Pressing myself deeper into his lap I felt his erection evoking a sweet ache in my lower belly that was only easing when i was pressing myself harder into him, we had started moving our hips in a shared rhythm, I felt how his hands were pressing me deeper into him, holding me in position, my skirt around my waist, I was feeling the soft fabric of his pants against my naked inner thighs, his cool hands cupping my behind... and suddenly I became aware of what we were doing, how ready I was... as if I was waking  up from my trance, I stopped moving, felt how his hands let go of me, our mouths parting, our hot breath against each others face, my eyes met his and I jumped on my feet, run over and disappeared into my room.

The ache in my belly, between my thighs did not stop, the embarrassment could still not erase my need, I was feeling my pulse between my legs. Going up an down the room, I was one step from pulling open my door wide open to welcome him in, when I heard how the suit-door shut with a loud noise. He had left!

After a while, gaining back my breath I peaked carefully my nose through the door, yepp I was alone in the suit. He really had left while I was still in turmoil and was almost going to open my door back! Now the embarrassment started to burn my face, I had literally jumped him, it was all me, he rescued himself out, the second I let go of him.

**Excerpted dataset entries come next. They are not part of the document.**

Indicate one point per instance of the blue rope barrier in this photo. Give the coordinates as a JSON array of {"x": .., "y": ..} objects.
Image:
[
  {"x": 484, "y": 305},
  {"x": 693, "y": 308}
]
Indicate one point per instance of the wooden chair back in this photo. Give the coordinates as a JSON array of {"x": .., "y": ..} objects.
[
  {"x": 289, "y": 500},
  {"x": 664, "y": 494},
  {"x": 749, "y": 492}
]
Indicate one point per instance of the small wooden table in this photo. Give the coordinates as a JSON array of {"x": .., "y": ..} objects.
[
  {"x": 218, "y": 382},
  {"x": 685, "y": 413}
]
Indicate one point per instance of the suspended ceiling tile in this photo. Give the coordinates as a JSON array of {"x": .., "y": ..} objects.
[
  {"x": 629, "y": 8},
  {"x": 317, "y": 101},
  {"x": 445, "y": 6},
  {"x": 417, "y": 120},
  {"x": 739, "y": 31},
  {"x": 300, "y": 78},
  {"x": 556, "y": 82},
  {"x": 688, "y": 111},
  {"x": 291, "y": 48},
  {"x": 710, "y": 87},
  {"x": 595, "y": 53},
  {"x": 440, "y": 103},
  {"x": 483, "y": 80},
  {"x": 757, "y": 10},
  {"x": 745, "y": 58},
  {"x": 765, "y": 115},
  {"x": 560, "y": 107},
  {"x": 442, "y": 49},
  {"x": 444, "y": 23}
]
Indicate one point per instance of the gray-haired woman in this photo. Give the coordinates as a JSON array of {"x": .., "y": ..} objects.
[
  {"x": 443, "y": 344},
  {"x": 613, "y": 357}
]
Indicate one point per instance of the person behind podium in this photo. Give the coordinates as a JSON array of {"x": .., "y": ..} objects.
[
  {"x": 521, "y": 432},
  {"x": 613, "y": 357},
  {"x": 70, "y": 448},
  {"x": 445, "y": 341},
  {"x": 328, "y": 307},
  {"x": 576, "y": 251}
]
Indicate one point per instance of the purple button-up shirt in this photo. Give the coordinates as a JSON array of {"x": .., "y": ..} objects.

I rang the concierge, ordered a taxi and booked the first flight out in the morning, hopped into the shower and left with wet hair within an half hour.

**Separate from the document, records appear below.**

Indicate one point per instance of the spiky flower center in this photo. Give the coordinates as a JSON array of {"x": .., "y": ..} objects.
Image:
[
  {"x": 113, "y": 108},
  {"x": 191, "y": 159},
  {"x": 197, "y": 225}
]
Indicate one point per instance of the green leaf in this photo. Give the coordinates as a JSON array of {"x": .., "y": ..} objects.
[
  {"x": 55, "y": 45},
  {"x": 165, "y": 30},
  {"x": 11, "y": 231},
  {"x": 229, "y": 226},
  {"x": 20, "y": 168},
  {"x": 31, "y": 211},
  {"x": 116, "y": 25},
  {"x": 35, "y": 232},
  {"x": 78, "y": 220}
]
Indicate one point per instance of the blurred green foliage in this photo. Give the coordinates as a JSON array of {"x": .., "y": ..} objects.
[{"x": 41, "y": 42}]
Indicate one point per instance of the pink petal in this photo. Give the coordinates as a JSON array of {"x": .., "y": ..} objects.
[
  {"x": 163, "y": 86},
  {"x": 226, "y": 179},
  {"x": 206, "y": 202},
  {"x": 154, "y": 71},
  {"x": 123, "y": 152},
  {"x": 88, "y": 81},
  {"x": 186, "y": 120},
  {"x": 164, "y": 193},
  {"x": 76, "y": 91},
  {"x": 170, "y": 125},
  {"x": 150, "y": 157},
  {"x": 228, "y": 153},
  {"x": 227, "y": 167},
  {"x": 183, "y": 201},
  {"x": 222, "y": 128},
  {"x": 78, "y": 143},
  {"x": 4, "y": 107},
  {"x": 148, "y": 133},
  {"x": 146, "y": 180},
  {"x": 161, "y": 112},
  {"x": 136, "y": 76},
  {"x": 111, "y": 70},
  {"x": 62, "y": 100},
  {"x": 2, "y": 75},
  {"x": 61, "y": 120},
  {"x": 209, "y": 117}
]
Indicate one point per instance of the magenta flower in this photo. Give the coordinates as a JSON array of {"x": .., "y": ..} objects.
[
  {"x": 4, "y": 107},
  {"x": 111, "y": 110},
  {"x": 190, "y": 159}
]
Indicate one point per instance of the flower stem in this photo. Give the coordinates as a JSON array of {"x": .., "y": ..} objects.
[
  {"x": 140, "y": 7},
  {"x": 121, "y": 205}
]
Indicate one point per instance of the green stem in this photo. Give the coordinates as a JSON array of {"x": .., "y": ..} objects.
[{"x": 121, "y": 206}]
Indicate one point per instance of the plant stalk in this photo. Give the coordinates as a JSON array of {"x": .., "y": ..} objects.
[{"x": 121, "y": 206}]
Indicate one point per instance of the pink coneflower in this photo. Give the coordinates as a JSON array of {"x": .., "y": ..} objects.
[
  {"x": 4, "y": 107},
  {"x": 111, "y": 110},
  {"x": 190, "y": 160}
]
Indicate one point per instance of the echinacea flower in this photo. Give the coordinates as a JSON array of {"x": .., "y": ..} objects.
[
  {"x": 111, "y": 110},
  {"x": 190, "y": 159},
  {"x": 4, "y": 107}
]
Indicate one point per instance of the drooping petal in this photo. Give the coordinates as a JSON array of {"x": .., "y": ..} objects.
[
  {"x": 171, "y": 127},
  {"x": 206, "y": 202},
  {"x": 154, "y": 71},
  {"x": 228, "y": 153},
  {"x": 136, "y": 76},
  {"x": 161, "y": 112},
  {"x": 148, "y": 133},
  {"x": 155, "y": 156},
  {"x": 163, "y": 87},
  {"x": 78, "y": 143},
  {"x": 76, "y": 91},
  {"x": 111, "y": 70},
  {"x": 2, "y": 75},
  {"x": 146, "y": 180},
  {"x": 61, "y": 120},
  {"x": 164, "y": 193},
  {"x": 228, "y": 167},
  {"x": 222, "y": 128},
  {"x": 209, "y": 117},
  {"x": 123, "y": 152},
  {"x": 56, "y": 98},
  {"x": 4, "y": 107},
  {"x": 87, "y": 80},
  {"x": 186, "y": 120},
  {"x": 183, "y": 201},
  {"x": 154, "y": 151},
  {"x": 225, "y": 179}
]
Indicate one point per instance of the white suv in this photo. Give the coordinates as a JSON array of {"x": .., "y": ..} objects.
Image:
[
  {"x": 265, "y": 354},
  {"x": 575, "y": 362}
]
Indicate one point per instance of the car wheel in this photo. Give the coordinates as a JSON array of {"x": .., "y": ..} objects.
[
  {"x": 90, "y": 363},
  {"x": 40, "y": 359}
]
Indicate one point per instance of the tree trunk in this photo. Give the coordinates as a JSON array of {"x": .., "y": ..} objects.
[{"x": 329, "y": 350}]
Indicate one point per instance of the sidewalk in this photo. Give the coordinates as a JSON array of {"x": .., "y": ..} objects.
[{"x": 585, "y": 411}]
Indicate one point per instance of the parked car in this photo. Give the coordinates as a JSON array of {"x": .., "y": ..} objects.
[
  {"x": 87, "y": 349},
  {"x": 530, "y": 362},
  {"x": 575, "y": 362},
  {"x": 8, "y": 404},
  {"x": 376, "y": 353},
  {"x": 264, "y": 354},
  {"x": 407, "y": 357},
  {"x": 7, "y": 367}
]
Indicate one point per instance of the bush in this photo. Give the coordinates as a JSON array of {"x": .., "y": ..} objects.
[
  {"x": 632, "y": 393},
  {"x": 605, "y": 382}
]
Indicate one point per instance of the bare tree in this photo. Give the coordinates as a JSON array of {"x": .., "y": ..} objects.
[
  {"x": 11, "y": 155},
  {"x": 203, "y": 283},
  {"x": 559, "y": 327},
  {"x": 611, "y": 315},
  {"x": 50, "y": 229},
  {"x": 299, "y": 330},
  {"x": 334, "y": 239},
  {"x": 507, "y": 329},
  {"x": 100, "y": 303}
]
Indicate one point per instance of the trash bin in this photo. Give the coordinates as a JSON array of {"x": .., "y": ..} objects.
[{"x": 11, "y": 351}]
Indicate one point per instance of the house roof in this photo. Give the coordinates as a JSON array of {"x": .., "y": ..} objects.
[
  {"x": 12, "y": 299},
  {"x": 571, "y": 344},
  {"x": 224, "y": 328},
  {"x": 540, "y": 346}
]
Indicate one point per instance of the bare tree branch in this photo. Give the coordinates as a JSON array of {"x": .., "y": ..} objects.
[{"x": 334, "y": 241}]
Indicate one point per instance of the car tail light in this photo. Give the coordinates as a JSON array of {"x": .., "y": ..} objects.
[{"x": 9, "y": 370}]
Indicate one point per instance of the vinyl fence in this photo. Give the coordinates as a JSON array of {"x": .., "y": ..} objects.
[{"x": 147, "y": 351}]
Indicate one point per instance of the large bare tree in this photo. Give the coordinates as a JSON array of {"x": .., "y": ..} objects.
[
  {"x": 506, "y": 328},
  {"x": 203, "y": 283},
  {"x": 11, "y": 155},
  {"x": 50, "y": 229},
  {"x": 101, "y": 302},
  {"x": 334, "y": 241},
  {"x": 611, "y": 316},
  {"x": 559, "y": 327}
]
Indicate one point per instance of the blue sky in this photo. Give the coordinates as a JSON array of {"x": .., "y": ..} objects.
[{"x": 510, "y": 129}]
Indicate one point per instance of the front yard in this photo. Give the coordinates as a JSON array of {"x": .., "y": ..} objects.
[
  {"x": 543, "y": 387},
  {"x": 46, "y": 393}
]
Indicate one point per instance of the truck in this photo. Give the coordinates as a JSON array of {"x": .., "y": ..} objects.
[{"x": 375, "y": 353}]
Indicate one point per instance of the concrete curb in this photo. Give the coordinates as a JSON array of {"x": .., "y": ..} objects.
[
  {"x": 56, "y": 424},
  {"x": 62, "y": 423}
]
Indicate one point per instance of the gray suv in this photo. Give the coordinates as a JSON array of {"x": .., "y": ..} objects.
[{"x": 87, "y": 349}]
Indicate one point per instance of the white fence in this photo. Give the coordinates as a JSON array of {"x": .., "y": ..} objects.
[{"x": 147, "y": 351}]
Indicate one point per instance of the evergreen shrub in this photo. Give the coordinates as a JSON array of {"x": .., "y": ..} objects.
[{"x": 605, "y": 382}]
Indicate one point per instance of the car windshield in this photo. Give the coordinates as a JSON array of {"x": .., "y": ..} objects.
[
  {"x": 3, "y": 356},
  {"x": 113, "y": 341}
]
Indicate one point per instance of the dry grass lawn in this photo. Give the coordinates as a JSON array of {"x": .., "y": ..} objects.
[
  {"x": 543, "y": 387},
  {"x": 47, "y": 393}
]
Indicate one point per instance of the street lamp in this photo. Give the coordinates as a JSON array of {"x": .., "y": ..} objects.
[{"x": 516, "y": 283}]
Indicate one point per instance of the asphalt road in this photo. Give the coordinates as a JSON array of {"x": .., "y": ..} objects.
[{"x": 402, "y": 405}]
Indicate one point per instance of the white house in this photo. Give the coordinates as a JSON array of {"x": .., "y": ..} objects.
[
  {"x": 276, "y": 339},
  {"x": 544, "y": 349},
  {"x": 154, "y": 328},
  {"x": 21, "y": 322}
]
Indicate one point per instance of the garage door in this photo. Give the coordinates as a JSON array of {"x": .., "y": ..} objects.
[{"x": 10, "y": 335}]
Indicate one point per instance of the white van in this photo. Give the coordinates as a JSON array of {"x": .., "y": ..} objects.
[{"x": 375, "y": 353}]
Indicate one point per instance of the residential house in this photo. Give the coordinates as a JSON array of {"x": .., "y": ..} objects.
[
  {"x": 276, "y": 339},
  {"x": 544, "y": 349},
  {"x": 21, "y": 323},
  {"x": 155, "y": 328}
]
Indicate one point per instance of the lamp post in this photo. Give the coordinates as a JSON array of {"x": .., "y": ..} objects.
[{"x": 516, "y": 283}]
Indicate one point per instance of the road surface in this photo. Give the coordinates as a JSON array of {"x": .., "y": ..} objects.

My heart was still racing as I sat at the airport, half wishing half fearing him running in... but he did not come, not a message or even an attempt to call me.

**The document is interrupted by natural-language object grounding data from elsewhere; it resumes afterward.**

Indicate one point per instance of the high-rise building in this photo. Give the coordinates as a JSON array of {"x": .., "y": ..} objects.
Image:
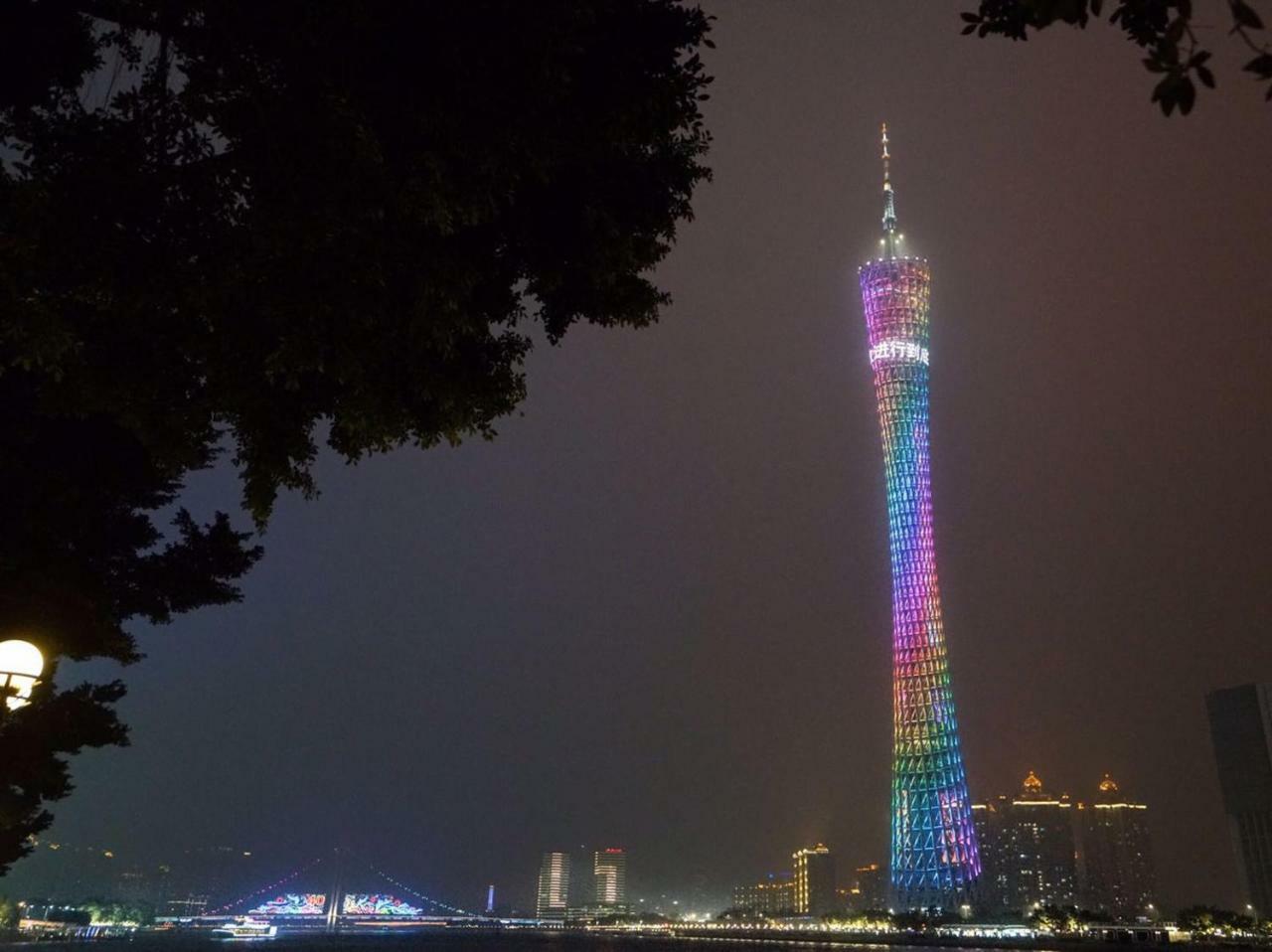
[
  {"x": 554, "y": 895},
  {"x": 814, "y": 880},
  {"x": 1028, "y": 849},
  {"x": 934, "y": 852},
  {"x": 1114, "y": 853},
  {"x": 609, "y": 872},
  {"x": 775, "y": 895},
  {"x": 869, "y": 889},
  {"x": 1240, "y": 728}
]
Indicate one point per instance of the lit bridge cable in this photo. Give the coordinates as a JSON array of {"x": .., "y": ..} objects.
[
  {"x": 418, "y": 895},
  {"x": 266, "y": 888}
]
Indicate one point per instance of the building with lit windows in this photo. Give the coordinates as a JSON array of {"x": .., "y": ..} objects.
[
  {"x": 554, "y": 893},
  {"x": 1028, "y": 849},
  {"x": 773, "y": 895},
  {"x": 814, "y": 880},
  {"x": 1240, "y": 728},
  {"x": 934, "y": 851},
  {"x": 869, "y": 889},
  {"x": 1114, "y": 853},
  {"x": 609, "y": 875}
]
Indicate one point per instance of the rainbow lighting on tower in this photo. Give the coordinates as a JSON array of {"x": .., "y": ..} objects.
[{"x": 934, "y": 852}]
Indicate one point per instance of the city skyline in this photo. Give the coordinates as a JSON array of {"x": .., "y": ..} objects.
[{"x": 666, "y": 581}]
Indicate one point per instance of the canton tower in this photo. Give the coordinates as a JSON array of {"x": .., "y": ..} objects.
[{"x": 934, "y": 852}]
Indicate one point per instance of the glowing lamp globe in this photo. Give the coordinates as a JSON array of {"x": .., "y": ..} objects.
[{"x": 21, "y": 666}]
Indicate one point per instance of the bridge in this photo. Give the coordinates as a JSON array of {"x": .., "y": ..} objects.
[{"x": 392, "y": 903}]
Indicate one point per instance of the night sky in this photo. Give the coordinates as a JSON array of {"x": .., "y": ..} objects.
[{"x": 655, "y": 611}]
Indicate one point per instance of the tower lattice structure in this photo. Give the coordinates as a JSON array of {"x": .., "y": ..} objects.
[{"x": 934, "y": 851}]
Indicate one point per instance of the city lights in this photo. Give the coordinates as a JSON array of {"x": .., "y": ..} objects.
[{"x": 21, "y": 667}]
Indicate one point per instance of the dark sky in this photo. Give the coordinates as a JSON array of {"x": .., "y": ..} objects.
[{"x": 655, "y": 611}]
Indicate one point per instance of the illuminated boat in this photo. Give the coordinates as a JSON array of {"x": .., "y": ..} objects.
[{"x": 245, "y": 928}]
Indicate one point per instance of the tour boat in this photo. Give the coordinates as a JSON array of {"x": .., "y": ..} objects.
[{"x": 245, "y": 929}]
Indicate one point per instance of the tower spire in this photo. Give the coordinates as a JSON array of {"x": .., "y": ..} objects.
[{"x": 889, "y": 210}]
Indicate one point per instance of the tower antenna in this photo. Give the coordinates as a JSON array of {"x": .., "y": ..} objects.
[{"x": 889, "y": 210}]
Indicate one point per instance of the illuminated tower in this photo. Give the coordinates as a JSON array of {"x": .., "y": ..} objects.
[{"x": 934, "y": 853}]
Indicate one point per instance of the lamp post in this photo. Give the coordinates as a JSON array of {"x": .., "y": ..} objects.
[{"x": 21, "y": 667}]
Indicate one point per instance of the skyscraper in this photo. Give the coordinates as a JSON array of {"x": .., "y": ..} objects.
[
  {"x": 773, "y": 895},
  {"x": 1240, "y": 728},
  {"x": 934, "y": 852},
  {"x": 554, "y": 895},
  {"x": 1028, "y": 851},
  {"x": 814, "y": 880},
  {"x": 1116, "y": 857},
  {"x": 609, "y": 870}
]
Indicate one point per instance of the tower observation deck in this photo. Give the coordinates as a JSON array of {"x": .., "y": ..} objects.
[{"x": 934, "y": 852}]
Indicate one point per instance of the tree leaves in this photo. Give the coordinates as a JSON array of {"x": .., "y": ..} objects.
[
  {"x": 1162, "y": 27},
  {"x": 231, "y": 223}
]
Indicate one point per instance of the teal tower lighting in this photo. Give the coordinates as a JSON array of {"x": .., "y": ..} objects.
[{"x": 934, "y": 851}]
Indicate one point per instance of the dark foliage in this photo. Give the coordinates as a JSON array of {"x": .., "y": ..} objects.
[
  {"x": 1166, "y": 30},
  {"x": 231, "y": 223}
]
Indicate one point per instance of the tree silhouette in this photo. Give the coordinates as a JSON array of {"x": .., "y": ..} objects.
[
  {"x": 227, "y": 225},
  {"x": 1166, "y": 30}
]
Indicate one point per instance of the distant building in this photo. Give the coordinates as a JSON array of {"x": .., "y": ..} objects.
[
  {"x": 872, "y": 886},
  {"x": 771, "y": 896},
  {"x": 869, "y": 889},
  {"x": 814, "y": 880},
  {"x": 990, "y": 820},
  {"x": 1028, "y": 849},
  {"x": 609, "y": 873},
  {"x": 554, "y": 895},
  {"x": 1116, "y": 857},
  {"x": 1240, "y": 728}
]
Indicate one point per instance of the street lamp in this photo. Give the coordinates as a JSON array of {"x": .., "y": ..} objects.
[{"x": 21, "y": 666}]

So I boarded onto the almost empty flight, obviously 5:45 was not a too favorited time to fly. Then I spend the flight wearing my brain out, trying to decide what to do now, our contract was still not fulfilled, would he let me go away, would he care that my embarrassment was killing me. He wouldn't, he is going to laugh at me, loosing my head at a slight sign of intimacy, oh God I coulnd't ever look into his eyes ever again! I should disappear I thought, I could change my name and go settle somewhere, hire as a teacher, even moving to Mardin looked not that bad suddenly. 

When I landed I saw that he had left a dozen messages, his voice in first in fear then even anger, in one voice message he was  scolding me for taking an overfilled tourist flight!? Fuu you Serkan Bolat, what is it your business!?!!  Was my claustrophobia really our biggest problem this morning?!

And in that moment, when I felt the anger rising in my chest, I had the first cool thought. It all meant nothing, obviously he was all in normal robot Serkan mood, scolding my reckless behavior and was not saying anything like we had to talk or something because there was nothing to talk. Two healthy people with healthy libido could have such a lapse, it was only physical! Yes that was what I was gonna say. Also I had remained the upper hand in waking up from it and running away, all was good. 

Okay, so no moving to the countryside and changing my name but staying and looking into his eyes and proceed as if nothing happened. Yepp that was the best plan, only if I had managed to stay in the hotel but come one putting some distance between us wasn't too emotional, but now I had to show really my cool, so off to the company and start my very normal workday! Business as usual.